El sepulturero saludó amablemente.
– ¿Echando un vistazo a la bóveda de la familia?
– Vamos a hacerlo.
– Por aquí, entonces. -Por sobre el hombro siguió diciendo:- La hemos limpiado hace una o dos semanas. Ahora parece muy bien.
Mientras se dirigían por las angostas calles de juguete, Peter vio viejas fechas y nombres. Su guía señaló una pila de fragmentos humeantes en un espacio abierto.

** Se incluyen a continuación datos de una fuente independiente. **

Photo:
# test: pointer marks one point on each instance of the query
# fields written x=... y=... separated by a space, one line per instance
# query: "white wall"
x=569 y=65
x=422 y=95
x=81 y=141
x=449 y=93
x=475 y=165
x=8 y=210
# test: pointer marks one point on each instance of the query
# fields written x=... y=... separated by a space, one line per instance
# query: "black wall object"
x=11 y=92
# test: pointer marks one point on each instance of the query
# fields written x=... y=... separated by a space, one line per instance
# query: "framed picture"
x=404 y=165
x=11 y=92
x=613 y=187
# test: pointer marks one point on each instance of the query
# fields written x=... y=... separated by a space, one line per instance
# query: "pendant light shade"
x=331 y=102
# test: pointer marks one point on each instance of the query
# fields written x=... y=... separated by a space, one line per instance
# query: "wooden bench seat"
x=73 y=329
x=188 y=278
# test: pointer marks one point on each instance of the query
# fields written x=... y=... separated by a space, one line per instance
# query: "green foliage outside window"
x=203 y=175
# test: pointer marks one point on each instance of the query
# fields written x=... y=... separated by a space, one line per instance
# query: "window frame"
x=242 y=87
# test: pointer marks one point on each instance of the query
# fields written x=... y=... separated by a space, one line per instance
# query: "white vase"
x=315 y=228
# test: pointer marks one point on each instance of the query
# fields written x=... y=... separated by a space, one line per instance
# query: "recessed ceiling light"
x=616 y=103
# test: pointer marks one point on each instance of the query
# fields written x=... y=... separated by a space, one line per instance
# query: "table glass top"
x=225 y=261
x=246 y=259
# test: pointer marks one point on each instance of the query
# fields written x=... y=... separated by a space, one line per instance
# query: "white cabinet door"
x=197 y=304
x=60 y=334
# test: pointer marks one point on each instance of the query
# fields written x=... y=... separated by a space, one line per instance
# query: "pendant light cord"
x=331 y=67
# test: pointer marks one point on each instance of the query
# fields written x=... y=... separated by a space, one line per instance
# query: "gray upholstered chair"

– Estamos quemando un poco.
Peter pudo ver pedazos de féretro entre el humo.
Se detuvieron ante una tumba de seis secciones, construida como una casa criolla tradicional. Estaba pintada de blanco y en mejores condiciones que la mayoría de las que la rodeaban. Grabados en un mármol desgastado por el tiempo, había muchos nombres, casi todos Preyscott.
– Somos una antigua familia. Debe estarse llenando allí abajo, entre el polvo.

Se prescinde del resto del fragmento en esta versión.